Réserver le nom de "restaurant" aux seuls établissement qui cuisinent sur place: cette proposition d'un syndicat de la restauration pourrait apporter une clarification bienvenue aux clients, mais elle suscite une levée de boucliers dans le secteur.
Le Synhorcat souhaite que le consommateur puisse choisir son restaurant en connaissance de cause, entre ceux qui font le choix de la qualité et ceux qui font du simple réchauffage ou assaisonnement de produits industriels.
Il propose de limiter l'appellation "restaurant" aux seuls lieux où le repas est cuisiné sur place à partir majoritairement de produits bruts, ces derniers pouvant être congelés ou sous vide.
Un restaurant "ça veut dire qu'on a des cuisiniers qui élaborent des recettes et qui les font, face à ceux qui ont pris la décision de couper des sacs et de les réchauffer", indique à l'AFP Alain Fontaine, propriétaire du restaurant Le Mesturet à Paris, qui emploie 12 cuisiniers.
Cette initiative est soutenue par une proposition de loi, qui devrait être examinée en juin comme amendement au projet de loi sur la consommation.
Ses promoteurs veulent imiter le succès de l'appellation "boulangerie", réservée depuis 1995 aux établissements qui assurent sur place la fabrication du pain du pétrissage à la cuisson, pour les distinguer des grandes surfaces.
Mais six syndicats concurrents ont fait état jeudi de leur "opposition massive" à la création d'une appellation "restaurant" restrictive.
L'Umih, principale organisation du secteur, ainsi que les syndicats GNC, Snarr, SNRPO, SNRTC et CPIH, qui représentent également les fast-food, les chaînes d'hôtels, les cafétérias et les chaînes de restaurants, font valoir que "la vraie richesse de la restauration française" est sa "diversité".
L'Umih préférerait la création d'un statut d'artisan-restaurateur moins restrictif.
Aujourd'hui, 31% des restaurateurs disent utiliser des produits industriels dans leur cuisine, selon une enquête commandée par le Synhorcat.
Cependant, il s'agit de simples déclarations, et les professionnels s'accordent à dire que le phénomène est bien plus massif, d'autant plus que les groupes agroalimentaires ont développé une offre étoffée de plats préparés destinés aux restaurants.
Quête de transparence
L'appellation "restaurant" pourrait tirer vers le haut la qualité des établissements, affirme le Synhorcat, qui avance qu'elle pourrait créer potentiellement 27.000 emplois.
Les promoteurs de l'appellation envisagent des exceptions pour que les restaurateurs puissent continuer à utiliser, par exemple, de la charcuterie ou des glaces qui n'auraient pas été préparées sur place.

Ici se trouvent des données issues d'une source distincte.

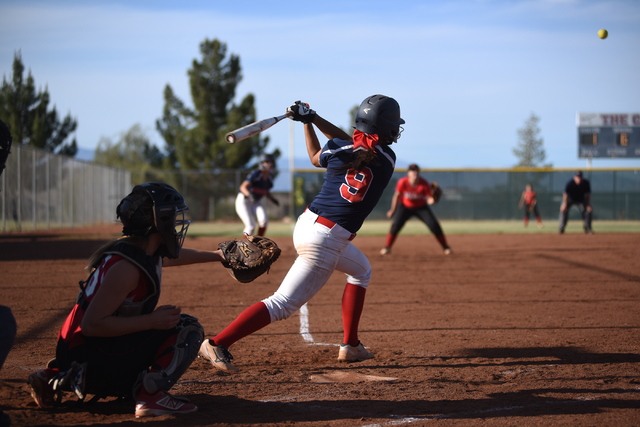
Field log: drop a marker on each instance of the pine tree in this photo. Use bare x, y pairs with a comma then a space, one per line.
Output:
530, 151
27, 113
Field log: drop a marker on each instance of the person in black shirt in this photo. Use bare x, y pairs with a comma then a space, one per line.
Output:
578, 192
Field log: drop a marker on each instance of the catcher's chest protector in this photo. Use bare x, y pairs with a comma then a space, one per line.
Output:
149, 265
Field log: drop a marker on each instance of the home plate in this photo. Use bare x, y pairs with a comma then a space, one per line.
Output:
347, 377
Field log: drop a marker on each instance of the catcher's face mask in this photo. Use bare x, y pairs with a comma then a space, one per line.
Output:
172, 224
169, 211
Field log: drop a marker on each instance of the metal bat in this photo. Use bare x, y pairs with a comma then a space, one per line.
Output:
253, 128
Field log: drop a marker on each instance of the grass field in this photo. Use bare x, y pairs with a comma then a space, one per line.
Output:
415, 227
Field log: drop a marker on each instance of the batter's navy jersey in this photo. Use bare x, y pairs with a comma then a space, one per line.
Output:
259, 185
347, 197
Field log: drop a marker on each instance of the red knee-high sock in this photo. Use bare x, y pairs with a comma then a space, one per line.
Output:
250, 320
443, 241
164, 355
352, 304
390, 239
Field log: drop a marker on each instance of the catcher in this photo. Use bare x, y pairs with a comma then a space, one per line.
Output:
99, 349
413, 196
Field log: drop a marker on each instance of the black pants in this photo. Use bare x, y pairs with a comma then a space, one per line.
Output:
586, 216
114, 363
402, 215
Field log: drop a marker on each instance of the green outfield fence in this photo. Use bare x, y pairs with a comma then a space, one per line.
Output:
42, 190
493, 194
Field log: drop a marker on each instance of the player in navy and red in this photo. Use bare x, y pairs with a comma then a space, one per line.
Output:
412, 198
530, 202
358, 171
254, 189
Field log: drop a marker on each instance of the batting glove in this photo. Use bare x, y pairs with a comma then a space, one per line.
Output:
300, 112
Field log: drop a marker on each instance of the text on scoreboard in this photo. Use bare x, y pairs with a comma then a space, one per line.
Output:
608, 135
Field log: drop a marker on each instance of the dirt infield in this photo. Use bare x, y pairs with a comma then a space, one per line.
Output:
509, 330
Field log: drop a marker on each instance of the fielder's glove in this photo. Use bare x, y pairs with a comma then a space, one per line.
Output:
300, 112
5, 144
436, 192
249, 258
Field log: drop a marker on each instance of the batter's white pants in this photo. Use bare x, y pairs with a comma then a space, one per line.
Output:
321, 250
251, 213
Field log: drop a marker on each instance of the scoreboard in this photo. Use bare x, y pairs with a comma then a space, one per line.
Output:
608, 135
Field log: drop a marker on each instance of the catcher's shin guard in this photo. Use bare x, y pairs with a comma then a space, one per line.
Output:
185, 351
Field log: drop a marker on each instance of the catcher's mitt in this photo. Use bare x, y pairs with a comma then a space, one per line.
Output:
249, 258
5, 144
436, 192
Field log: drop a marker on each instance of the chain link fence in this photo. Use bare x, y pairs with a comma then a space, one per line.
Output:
494, 194
44, 190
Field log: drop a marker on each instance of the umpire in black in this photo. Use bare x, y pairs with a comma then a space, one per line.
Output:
577, 192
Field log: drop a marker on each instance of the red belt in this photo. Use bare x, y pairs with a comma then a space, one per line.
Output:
330, 224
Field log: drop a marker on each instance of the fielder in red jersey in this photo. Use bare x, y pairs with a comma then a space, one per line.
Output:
413, 197
530, 203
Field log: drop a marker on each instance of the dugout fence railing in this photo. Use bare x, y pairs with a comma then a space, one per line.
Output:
40, 190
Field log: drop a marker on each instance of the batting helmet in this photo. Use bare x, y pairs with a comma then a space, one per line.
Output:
155, 207
267, 158
379, 114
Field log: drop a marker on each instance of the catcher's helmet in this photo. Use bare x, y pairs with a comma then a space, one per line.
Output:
155, 207
379, 114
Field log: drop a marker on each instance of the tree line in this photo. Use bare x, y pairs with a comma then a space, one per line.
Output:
193, 137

Mais, si la réglementation restrictive était mise en place, 10% des établissements pourraient être contraints d'abandonner la mention "restaurant", estime le Synhorcat, essentiellement des chaînes et des franchisés, d'où leurs réticences.
Le grand public semble pourtant être en quête de transparence. Faute d'informations claires disponibles, un couple de particuliers du Var a créé l'an dernier le site restaurantsquifontamanger.fr, qui recense les restaurants déclarant faire du "fait maison".
"On a des chefs de tous âges qui veulent qu'on les distingue de leurs voisins. Ils disent: +J'arrive à 7h du matin dans ma cuisine alors que les autres ont un camion de livraison qui arrive à 11h+", souligne l'un des créateurs du site, Alain Tortosa.
Et selon un sondage Opinionway d'avril, 96% des Français sont en faveur d'un statut garantissant que les plats sont cuisinés sur place.
Mais reste à voir s'ils accepteraient la hausse des prix, environ 7%, que pourrait entraîner l'appellation.
En attendant, le consommateur peut se fier aux étiquettes déjà existantes: l'Etat a créé le label "Maîtres restaurateurs" en 2007, qui récompense les plats préparés à 80% sur place, avec des produits frais, mais reste plus élitiste et peu connu.
Et une quinzaine de chefs, menés par Alain Ducasse, ont créé cette année l'appellation "restaurants de qualité". Cette initiative privée récompense les établissements approuvés par le Collège culinaire et qui doivent obtenir au minimum 75% de satisfaction des clients.